1.8
a) Each row represents a study on an individual looking into their gender, age, matiral status, income and smoking habits.
b) 1,691 participants
c) Sex: Categorical Age: Numerical and Continuous Marital: Categorical
Gross Income: Numerical Continuous
Smoke: Categorical
amtWeekends: Numerical Discrete
amtWeekedays: Numerical Discrete
1.10
a) Population: children between the ages of 5 and 15
Sample size: 160 children
b) Any results from this study cannot be generalized for the population since the sample was not randomly selected and the children told not to cheat were also not selected randomly. No casual relationships can be established with these findings.
1.28
a) I don’t think we can conclude that smoking does cause dementia later in life by using this study. The subjects were voluntary and not chosen randomly. Also there could be other factors that attributed to the some getting or not getting dementia. Things other than smoking, family history, health, diet, etc are things that could have contributed to the results.
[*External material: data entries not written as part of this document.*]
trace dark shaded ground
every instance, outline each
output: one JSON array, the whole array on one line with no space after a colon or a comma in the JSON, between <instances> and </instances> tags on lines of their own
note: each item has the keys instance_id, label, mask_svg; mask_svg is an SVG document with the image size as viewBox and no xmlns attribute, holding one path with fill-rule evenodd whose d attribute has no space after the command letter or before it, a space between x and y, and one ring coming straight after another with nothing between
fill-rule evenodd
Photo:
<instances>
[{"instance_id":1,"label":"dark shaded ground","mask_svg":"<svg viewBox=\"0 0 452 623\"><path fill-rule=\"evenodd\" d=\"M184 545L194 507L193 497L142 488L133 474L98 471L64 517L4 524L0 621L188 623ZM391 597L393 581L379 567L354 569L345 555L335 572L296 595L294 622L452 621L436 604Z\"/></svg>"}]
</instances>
b) This statement is not justified since the article isn’t showing that sleep disorders are leading to bullying. While there may be a correlation between the two it does not mean that one is casuing the other to happen.
1.36
a) Experiment
b) Treament: Exercise
Control:No Exercise
c) Yes, age is the blocking variable.
d) No blinding was not use since one group knows that they need to exercise.
e) Since random selection and assignment were done the results of the study can be used to establish a causal relationship between exercise and mental health, and the conclusions can be generalized to the population at large.
f) I would not have reservations about this proposal because of the random populations in the study.
1.48
stats <- c(57, 66, 69, 71, 72, 73, 74, 77, 78, 78, 79, 79, 81, 81, 82, 83, 83, 88, 89, 94)
summary(stats)
## Min. 1st Qu. Median Mean 3rd Qu. Max.
## 57.00 72.75 78.50 77.70 82.25 94.00
boxplot(stats)
1.50
a: Symmetrical = box plot 2
b: Multimodal = box plot 3
c: Right Skewed = box plot 1
1.56
a) This will be skewed to the right since there is a greater percentage of houses priced on the left side of the price range (longer right tail). Median and IQR should be used since there will be some outliers (higher prices homes)
b) This will be a symmetric distribution with most house prices evenly distributed. Mean and standard deviation can be used.
c) This will be skewed to the right with a longer right tail since there is no excesive drinking. Median and IQR can be used.
d) This should be symmetric distribution will salaries evenly distributed with some outliers. Median and IQR can be used to deal with outliers.
1.70
a) Based on the mosaic plot survival is not independent of whether or not the patient got a transplant. The plot shows that getting a transplant increases how long patients live.
b) The plot shows that the transplant is effective in treating the patients.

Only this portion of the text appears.